Under the rules of the United Nations, Asgardia could technically qualify for recognition as a state, as more than 100,000 people look set to apply for citizenship. But it’s unlikely it will be acknowledged as a sovereign nation any time soon.
Business Insider previously contacted the United Nations Office for Outer Space Affairs (UNOOSA) to clarify whether current space law would permit the existence of a nation or territory in space.

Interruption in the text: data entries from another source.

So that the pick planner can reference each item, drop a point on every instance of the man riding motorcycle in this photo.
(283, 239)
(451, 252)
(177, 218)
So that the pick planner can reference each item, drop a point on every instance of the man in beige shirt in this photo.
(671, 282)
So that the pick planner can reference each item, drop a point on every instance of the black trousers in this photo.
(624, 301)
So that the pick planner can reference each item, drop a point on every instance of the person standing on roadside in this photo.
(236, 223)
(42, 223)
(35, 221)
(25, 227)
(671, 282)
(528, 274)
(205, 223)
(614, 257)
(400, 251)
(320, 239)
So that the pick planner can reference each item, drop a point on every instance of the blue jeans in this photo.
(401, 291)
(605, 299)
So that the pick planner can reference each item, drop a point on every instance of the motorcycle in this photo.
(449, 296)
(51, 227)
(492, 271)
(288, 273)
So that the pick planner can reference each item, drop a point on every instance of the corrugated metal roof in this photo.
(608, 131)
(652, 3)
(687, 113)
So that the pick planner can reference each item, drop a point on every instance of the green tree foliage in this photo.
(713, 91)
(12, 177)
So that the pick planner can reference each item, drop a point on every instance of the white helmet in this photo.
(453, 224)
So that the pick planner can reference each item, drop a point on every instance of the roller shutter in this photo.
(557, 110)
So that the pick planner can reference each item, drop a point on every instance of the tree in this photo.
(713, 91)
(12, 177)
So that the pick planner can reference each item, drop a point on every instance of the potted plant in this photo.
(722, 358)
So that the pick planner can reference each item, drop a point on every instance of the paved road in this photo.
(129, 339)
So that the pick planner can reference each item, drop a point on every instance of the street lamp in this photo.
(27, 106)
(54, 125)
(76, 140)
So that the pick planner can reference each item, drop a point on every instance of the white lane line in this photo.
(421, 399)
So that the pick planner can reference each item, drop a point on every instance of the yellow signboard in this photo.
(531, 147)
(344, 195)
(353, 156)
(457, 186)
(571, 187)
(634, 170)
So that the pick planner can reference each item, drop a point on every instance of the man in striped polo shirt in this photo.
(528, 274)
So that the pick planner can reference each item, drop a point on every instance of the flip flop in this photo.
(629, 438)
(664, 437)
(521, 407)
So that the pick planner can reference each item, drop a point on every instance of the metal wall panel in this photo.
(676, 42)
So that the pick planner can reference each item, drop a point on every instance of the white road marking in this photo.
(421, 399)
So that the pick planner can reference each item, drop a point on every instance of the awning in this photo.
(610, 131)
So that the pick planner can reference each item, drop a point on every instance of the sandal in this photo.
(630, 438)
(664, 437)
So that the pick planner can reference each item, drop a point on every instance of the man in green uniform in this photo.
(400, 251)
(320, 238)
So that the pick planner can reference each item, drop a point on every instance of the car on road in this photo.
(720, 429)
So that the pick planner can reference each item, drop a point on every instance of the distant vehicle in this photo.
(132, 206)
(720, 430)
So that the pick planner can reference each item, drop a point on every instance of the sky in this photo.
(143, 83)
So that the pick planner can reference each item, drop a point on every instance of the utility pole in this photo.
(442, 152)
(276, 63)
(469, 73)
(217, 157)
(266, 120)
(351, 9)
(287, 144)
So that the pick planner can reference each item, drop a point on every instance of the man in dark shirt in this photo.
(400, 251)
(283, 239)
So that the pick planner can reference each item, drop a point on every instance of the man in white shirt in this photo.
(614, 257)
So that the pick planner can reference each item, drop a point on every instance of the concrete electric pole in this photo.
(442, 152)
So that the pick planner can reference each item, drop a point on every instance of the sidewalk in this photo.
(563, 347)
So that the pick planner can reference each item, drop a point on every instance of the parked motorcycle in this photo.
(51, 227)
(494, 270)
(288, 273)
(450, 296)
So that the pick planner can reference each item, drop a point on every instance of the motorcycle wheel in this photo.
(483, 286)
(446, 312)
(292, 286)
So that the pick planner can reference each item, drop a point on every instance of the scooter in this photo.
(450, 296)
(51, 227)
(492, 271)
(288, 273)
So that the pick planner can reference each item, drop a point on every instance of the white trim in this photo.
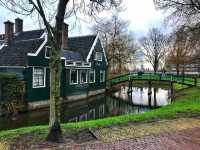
(92, 49)
(45, 55)
(44, 78)
(104, 73)
(95, 57)
(86, 76)
(2, 46)
(104, 52)
(94, 76)
(12, 67)
(43, 35)
(74, 64)
(70, 77)
(40, 48)
(84, 68)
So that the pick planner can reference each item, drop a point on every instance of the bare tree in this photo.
(181, 11)
(187, 13)
(181, 49)
(56, 11)
(154, 47)
(118, 42)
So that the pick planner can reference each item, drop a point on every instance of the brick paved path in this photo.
(188, 139)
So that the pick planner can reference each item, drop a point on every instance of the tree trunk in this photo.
(55, 133)
(177, 69)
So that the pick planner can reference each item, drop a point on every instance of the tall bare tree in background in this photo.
(56, 11)
(181, 50)
(187, 13)
(118, 42)
(154, 46)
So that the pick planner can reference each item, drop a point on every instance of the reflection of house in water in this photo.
(145, 96)
(82, 111)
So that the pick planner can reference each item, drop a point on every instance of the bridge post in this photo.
(149, 93)
(195, 81)
(183, 79)
(130, 85)
(172, 89)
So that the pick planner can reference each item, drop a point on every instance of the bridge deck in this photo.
(190, 81)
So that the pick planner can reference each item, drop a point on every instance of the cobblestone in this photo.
(188, 139)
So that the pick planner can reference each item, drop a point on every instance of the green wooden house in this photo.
(27, 54)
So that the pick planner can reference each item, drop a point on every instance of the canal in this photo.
(120, 102)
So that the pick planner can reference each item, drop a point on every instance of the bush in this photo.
(12, 88)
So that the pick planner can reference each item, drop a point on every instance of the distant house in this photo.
(27, 54)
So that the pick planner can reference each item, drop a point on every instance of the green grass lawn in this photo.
(186, 104)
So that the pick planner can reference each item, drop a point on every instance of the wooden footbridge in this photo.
(185, 80)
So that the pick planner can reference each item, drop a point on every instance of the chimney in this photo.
(64, 36)
(18, 25)
(8, 32)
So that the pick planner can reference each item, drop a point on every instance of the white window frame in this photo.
(44, 80)
(46, 47)
(70, 77)
(97, 58)
(102, 71)
(86, 76)
(102, 107)
(93, 74)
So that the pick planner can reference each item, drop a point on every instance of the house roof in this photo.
(29, 42)
(70, 55)
(16, 53)
(81, 44)
(26, 35)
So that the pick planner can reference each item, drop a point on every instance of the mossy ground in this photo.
(186, 104)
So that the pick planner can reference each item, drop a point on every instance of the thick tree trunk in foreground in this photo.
(177, 69)
(54, 116)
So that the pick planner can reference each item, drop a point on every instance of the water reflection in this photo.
(137, 101)
(144, 96)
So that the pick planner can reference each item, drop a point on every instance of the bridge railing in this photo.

They directed us to the text of five UN treaties that govern activities in space.
Article II of the first and most important part of that legal framework, called the Outer Space Treaty, prohibits “national appropriation” of anything in outer space “by claim of sovereignty, by means of use or occupation, or by any other means”.
But Opik remains optimistic despite the opposition, telling us the project has “taken up so much of [his] life”. Once established, he insists Asgardia will take a neutral stance on all Earthly matters. “We will not interfere in Earthly matters, and we hope they would not interfere in ours… We want what any sovereign nation wants: recognition.”
Blue Origin, Jeff Bezos’ space company, declined to comment.
Elon Musk did not respond to a request for comment.